Saat ini pemerintah sedang menyiapkan Omnibus Law perpajakan. Sayang penulis belum berhasil mengakses draf UU ini. Walaupun demikian, penulis yakin bahwa UU ini akan berhasil meningkatkan tax ratio itu jika mengandung semangat netralitas pajak sehingga secara otomatis menihilkan bermacam-macam pembebasan dan insentif pajak termaksud.Â
Selain itu, keberhasilan UU ini untuk meningkatkan tax ratio termaksud perlu didukung oleh pasal-pasal yang mengharamkan diskresi pemerintah untuk memberikan berbagai macam pembebasan dan/atau pengurangan serta insentif pajak. Dalam hal memang pembebasan/pengurangan serta insentif pajak itu diperlukan, maka UU itu perlu direvisi.
Lanjut pada isu yang berikutnya. Mungkin banyak Kompasianer/pembaca yang pernah dengar bahwa sekitar 60 persen uang yang dibelanjakan oleh kementerian dan lembaga negara adalah untuk keperluan pegawai. Itu betul dan tidak perlu disangsikan lagi. Jumlah pegawai pemerintah (aparatur pemerintah) sangat berlebihan dan dengan demikian porsi 60 persen tersebut juga sangat berlebihan. Porsi ini dapat dipangkas hingga 30 persen jika jumlah pegawai pemerintah tersebut dipangkas tidak kurang dari 50 persen.

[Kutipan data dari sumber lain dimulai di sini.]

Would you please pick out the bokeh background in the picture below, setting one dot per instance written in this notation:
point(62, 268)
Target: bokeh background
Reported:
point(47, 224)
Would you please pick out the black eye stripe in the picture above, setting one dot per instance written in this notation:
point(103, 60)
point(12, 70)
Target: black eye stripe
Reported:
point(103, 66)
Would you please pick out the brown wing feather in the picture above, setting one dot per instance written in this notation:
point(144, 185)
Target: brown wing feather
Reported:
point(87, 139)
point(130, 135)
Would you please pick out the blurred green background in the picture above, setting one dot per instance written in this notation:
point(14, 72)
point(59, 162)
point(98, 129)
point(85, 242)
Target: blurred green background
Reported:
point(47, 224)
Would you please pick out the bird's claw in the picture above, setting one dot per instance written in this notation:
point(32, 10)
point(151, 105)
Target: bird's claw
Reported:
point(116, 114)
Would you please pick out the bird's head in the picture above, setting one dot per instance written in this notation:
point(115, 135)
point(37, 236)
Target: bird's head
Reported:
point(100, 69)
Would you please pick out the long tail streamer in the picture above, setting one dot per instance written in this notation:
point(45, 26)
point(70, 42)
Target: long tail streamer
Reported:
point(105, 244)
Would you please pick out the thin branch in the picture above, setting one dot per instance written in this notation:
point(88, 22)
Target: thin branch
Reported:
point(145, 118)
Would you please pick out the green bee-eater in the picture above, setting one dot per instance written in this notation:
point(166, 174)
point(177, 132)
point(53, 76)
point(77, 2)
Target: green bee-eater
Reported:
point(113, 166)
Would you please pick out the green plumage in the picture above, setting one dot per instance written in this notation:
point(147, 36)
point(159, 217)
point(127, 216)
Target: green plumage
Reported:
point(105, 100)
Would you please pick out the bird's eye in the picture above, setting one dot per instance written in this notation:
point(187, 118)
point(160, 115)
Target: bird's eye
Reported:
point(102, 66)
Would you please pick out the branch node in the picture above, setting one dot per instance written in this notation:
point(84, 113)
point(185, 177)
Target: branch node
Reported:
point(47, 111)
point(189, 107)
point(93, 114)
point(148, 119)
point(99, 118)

Dalam kaitan jumlah pegawai yang sangat berlebihan ini, penulis ingat dengan Ahok ketika menjabat sebagai Gubernur DKI dulu. Koh Ahok pernah mengatakan bahwa ASN Pemda DKI Jakarta yang dibutuhkan sebetulnya kurang dari separuh yang ada waktu itu.
Penulis merasakan hal yang sama ketika masih aktif di Kementerian Keuangan dulu. Sebagian, bahkan mungkin sebagian besar, pegawai Kementerian Keuangn hanya sibuk rapat-rapat di hotel atau melakukan perjalanan dinas. Hal yang serupa penulis lihat juga di banyak kementerian dan lembaga negara yang lain.Â
Begitu ada pemangkasan anggaran untuk kegiatan rapat-rapat dan berbagai kegiatan di hotel-hotel serta pemangkasan anggaran untuk kegiatan perjalanan dinas, kantor yang tadinya sangat lenggang mendadak ramai kembali. Tidak sulit lagi untuk mencari orang sekarang. Hasil yang didapat ya begitu-begitu saja alias tidak mengalami perubahan.
Ironisnya, rekrutmen pegawai pemerintah terus dilaksanakan setiap tahun. memang itu untuk mengisi formasi pegawai yang pensiun. Seharusnya, dalam semangat untuk pengurangan lejitan utang pemerintah, kebijakan moratorium, atau, negative growth pegawai pemerintah perlu digulirkan. Moratorium itu perlu diberlakukan bukan saja di tahun bukan tahun politik tetapi dalam perspektif jangka menengah dan jangka panjang.
Moratorium ini juga paling cocok jika dikaitkan dengan rencana IKN baru di Kaltim. Â Juga, paling cocok dalam semangat otomatisasi pekerjaan dalam Era Tech 4.0 sekarang ini.
Sekarang kita ke BUMN dan bertemu tokoh muda flamboyan Bang Erick Thohir. Adik kandung orang terkaya Indonesia ke 17 ini, Garibaldi Thohir, mendapat apresiasi dari berbagai kalangan atas gebrakan demi gebrakan nya. Gebrakan pemangkasan jabatan di Kementerian BUMN mendapat apresiasi yang luas. Apresiasi juga diberikan pada mantan pemilik klub sepak bola Eropa ini atas keberaniannya untuk bongkar pasang CEO sejumlah BUMN strategis termasuk PT Pertamina, PT PLN, dan PT Garuda Indonesia.Â
Apresiasi juga banyak disuarakan atas inisiatif Mantan Ketua Tim Kampanye Jokowi-Ma'ruf Amin ini untuk holdingnisasi beberapa lini usaha BUMN. Ini mencakup inisiatif holdingnisasi BUMN Asuransi, BUMN Karya, dan terakhir BUMN Perhotelan.
Sayang sekali hiruk pikuk anak putra Ahmad Thahir (lampung) dengan Bu Lina, WNI keturuan Tionghoa Solo ini, tidak menyentuh kewajiban BUMN untuk menyetor laba BUMN pada kas negara. Setoran BUMN dengan aset Rp8.000 triliun kepada kas negara relatif sangat kecil. Itu hanya Rp48 tirliun untuk tahun 2019 dan Rp49 triliun untuk tahun 2020 ini, atau, hanya sekitar 0,5 persen dari nilai aset tersebut. Sangat jauh dibawah norma konservatif 10 persen.